新潟県水泳連盟 Niigata Swimming Federation

 新潟県水泳連盟小史 桑原 圭司

『水泳にいがた』1996 vol.1(創刊号)掲載文全編収録 また、新たに(6)を加筆収録予定

(1)草創期 (2)戦前 (3)戦後前期 (4)戦後中期 (5)戦後後期 (6)新時代の始まり(仮)

 (1)草創期(明治32年〜大正12年) 

 村山正臣の指導と斉藤兼吉の活躍

 新潟県は上・中・下越と広がる大県である。水泳の組織的指導も各地区の中心地である新潟市・長岡市・柏崎市・高田市(現在の上越市)で始まった。新潟市では明治32年に神伝流自然流の開祖の村山正臣が新潟高等小学校の児童を指導したのが始まりである。長岡市では、明治34年古志郡教育会が神伝流の教師を招き、小・中学生を指導したのが始まりである。柏崎市では水府流指南の増田 穆の呼びかけで大正14年に結成された柏崎水泳協会による指導が始まりである。

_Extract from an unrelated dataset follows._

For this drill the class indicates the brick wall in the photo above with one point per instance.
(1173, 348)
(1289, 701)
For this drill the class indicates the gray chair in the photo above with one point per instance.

 上越市では、明治39年高田中学が水泳部を設置し、水府流太田派の佐藤 甲を招き指導を受けたのが始まりである。佐渡については不明であるが、大正6年の極東大会で優勝した斉藤兼吉(佐渡中学―東京高師)を排出している。斉藤はアントワープオリンピックに内田(北大)とともに出場し、日本水泳会最初のオリンピック選手となった。

 県内の中学校で水泳部の最も古いものは、明治39年に設置された新潟師範、新潟中学、新潟商業、高田中学である。その後、長岡中学、柏崎中学、佐渡中学、糸魚川中学、小千谷中学、長岡工業、柏崎商業が水泳部を設置し、大正6年に県大会を開催している。斉藤選手の活躍に刺激され、新潟県も競泳の時代に入ったのである。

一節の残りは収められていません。